Northern pay phones will now cost two quarters instead of one. But it's not like Northwestel will be getting rich off of it.
payphones

Northern pay phones will now cost two quarters instead of one.

But it’s not like Northwestel will be getting rich off of it.

“Pay phones have not returned any profit for a very long time,” said Anne Kennedy, spokesperson for Northwestel.

Even with the 100 per cent rate increase, pay phones will probably still lose money, she said.

“This increase will reduce the loss associated with pay phone service,” said Northwestel president Paul Flaherty in an official release.

But public sympathy is rarely reserved for telecommunications monopolies.

“There’s definitely some people who have raised concerns,” said Kennedy.

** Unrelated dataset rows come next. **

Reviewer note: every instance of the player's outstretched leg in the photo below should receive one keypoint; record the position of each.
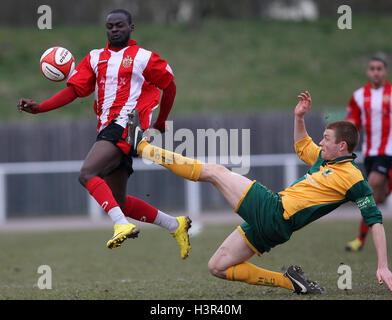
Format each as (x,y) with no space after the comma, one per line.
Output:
(181,235)
(229,262)
(178,227)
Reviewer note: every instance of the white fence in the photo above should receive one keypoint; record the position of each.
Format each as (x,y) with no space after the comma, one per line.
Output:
(289,162)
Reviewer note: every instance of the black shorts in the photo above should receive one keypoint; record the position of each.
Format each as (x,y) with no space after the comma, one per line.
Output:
(380,164)
(117,135)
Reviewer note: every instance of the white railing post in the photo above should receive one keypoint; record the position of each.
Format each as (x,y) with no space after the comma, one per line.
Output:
(193,205)
(3,197)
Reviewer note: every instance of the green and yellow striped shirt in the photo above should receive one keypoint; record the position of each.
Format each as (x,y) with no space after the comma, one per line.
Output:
(326,186)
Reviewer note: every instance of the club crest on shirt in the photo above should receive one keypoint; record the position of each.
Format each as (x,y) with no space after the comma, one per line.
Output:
(327,172)
(127,61)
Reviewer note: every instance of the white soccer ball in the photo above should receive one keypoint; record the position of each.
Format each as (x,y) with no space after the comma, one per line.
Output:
(57,64)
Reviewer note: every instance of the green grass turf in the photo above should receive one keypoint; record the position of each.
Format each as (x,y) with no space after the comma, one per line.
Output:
(225,66)
(150,267)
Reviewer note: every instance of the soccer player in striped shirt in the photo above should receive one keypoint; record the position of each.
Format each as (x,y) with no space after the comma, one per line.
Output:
(123,77)
(370,108)
(271,218)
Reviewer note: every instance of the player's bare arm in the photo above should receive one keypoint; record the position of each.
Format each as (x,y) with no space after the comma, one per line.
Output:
(303,106)
(383,272)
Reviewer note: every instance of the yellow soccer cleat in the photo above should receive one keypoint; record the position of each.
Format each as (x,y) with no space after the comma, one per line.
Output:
(355,245)
(121,233)
(181,235)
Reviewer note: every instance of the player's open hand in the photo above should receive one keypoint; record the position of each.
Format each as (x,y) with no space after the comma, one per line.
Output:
(385,275)
(27,105)
(304,104)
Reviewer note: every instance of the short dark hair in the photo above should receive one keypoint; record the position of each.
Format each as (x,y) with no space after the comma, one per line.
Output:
(345,131)
(377,58)
(124,12)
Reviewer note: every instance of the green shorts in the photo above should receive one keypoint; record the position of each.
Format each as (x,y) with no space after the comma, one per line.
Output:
(264,225)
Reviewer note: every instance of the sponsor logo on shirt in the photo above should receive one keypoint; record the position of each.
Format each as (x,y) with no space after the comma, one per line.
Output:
(127,62)
(327,172)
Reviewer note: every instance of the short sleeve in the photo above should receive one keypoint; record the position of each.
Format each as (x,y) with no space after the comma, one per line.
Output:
(354,112)
(83,78)
(158,72)
(307,150)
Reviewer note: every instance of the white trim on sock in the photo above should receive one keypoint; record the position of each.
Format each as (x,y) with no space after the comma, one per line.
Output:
(117,216)
(166,221)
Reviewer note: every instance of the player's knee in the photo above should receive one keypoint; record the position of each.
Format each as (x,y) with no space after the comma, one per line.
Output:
(212,171)
(84,177)
(213,268)
(216,267)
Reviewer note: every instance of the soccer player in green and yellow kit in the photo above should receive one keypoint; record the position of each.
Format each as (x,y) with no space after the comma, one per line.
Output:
(271,218)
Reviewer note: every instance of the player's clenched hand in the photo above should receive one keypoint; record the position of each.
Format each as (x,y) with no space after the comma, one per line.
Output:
(303,106)
(384,275)
(27,105)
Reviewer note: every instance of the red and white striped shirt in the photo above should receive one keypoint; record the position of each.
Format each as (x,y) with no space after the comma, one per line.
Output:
(371,109)
(122,80)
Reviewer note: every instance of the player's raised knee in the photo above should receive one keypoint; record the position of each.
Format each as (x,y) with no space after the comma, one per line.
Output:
(216,268)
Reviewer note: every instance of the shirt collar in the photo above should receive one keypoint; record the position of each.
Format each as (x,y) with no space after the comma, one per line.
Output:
(341,159)
(131,42)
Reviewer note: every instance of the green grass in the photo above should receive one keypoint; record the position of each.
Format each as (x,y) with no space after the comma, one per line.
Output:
(150,267)
(226,66)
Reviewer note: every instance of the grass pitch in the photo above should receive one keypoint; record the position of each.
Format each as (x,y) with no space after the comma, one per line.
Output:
(150,267)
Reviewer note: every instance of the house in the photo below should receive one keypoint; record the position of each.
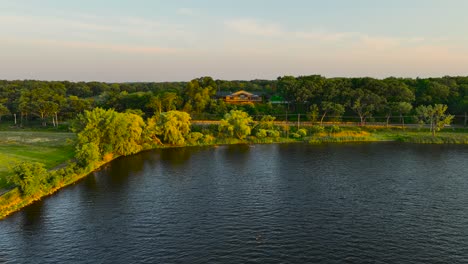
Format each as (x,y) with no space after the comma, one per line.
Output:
(241,97)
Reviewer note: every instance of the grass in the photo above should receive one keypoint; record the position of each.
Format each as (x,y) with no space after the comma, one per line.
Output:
(414,135)
(50,148)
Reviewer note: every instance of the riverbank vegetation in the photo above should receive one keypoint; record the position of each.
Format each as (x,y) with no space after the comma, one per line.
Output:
(311,98)
(109,120)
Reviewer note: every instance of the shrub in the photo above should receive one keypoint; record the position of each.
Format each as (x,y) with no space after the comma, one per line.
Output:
(302,132)
(194,138)
(30,177)
(317,129)
(335,129)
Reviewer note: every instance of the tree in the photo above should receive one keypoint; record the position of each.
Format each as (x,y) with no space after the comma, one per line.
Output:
(156,104)
(236,123)
(198,93)
(3,111)
(403,108)
(365,104)
(435,116)
(102,132)
(173,127)
(30,177)
(335,109)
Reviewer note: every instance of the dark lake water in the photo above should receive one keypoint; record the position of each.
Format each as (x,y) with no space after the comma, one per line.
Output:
(292,203)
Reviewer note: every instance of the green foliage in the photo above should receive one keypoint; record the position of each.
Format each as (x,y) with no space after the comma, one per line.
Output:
(302,132)
(198,94)
(87,154)
(106,131)
(317,129)
(172,127)
(261,133)
(334,129)
(3,111)
(435,116)
(195,138)
(30,177)
(236,123)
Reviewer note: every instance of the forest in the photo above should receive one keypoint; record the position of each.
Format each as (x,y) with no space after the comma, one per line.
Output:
(316,98)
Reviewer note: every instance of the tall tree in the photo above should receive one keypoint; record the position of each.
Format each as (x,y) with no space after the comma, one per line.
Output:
(435,116)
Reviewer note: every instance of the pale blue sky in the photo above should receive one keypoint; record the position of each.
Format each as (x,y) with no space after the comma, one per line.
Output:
(180,40)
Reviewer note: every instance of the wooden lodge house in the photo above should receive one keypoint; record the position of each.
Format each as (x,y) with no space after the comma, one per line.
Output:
(239,97)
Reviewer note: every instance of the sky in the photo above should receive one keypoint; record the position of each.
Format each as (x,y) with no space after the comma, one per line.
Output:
(179,40)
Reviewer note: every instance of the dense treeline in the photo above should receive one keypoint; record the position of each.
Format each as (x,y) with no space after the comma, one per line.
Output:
(320,98)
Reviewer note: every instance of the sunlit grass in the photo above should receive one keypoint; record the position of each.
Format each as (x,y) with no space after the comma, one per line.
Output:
(49,148)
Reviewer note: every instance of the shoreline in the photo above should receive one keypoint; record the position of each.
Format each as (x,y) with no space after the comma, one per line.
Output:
(17,202)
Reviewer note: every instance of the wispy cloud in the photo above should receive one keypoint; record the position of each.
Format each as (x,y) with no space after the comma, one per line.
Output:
(254,28)
(186,11)
(148,50)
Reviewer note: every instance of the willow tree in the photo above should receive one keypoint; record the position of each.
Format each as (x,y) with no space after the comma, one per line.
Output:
(107,132)
(435,116)
(171,127)
(236,123)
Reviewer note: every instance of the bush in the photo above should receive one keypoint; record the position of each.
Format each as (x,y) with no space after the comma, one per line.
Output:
(317,129)
(295,135)
(262,133)
(335,129)
(30,177)
(194,138)
(302,132)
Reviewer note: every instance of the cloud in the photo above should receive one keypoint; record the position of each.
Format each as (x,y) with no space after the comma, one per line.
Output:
(134,49)
(186,11)
(79,24)
(254,28)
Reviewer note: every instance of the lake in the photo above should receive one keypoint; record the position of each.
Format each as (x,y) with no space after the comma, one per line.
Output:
(284,203)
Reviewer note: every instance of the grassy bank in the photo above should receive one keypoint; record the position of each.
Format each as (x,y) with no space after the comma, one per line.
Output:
(53,149)
(369,134)
(49,148)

“Typically, when the demand decreases in relation to the supply (for any product or service), the price goes down,” scoffed a comment on the CBC website.

Scoffs aside, most of the rate hike’s detractors probably don’t even use pay phones, said Kennedy.

“There’s a whole generation out there who would never consider a pay phone because they have their cellphone,” she said.

Still, the phones remain open.

“In really small communities there’s usually at least one, and two for sure,” she said.

Even the isolated Nunavut community of Sanikiluaq - located in the middle of Hudson Bay - has a Northwestel pay phone.

With the phone earning about $40 per year, it isn’t even worth Northwestel’s while to collect the phone’s coinage.

Instead, the money gets donated to an after-school program.

Post-hike, the phone’s revenues may well jump to $80, but with flights to Sanikiluaq costing upwards of $1,000, the after-school program needn’t worry.

There are 186 pay phones within Whitehorse city limits, said Kennedy.

Located mainly in shops and public facilities, Whitehorse pay phones are elusive after hours.

Vandalism is mainly to blame.

Northwestel last boosted its pay-phone rates in 1985.

Tetris had just been released, Mikhail Gorbachev had just been appointed General Secretary of the Soviet Union, and Canadian northerners suddenly saw the pay-phone fee upped from 10 cents to 25 cents.

Thirteen years later, Northwestel tried to boost the rates again, from 25 cents to 35 cents, but Canadian telecommunications authorities turned them down.

“In most areas of Canada where there is competition, the approved tariff is still $0.25,” read a 1998 CRTC report.

The 25-cent hike brings the Yukon in line with most of the rest of Canada.

In Saskatchewan, Manitoba, Atlantic Canada and all of Canada’s major cities, pay-phone users have long needed to insert two quarters.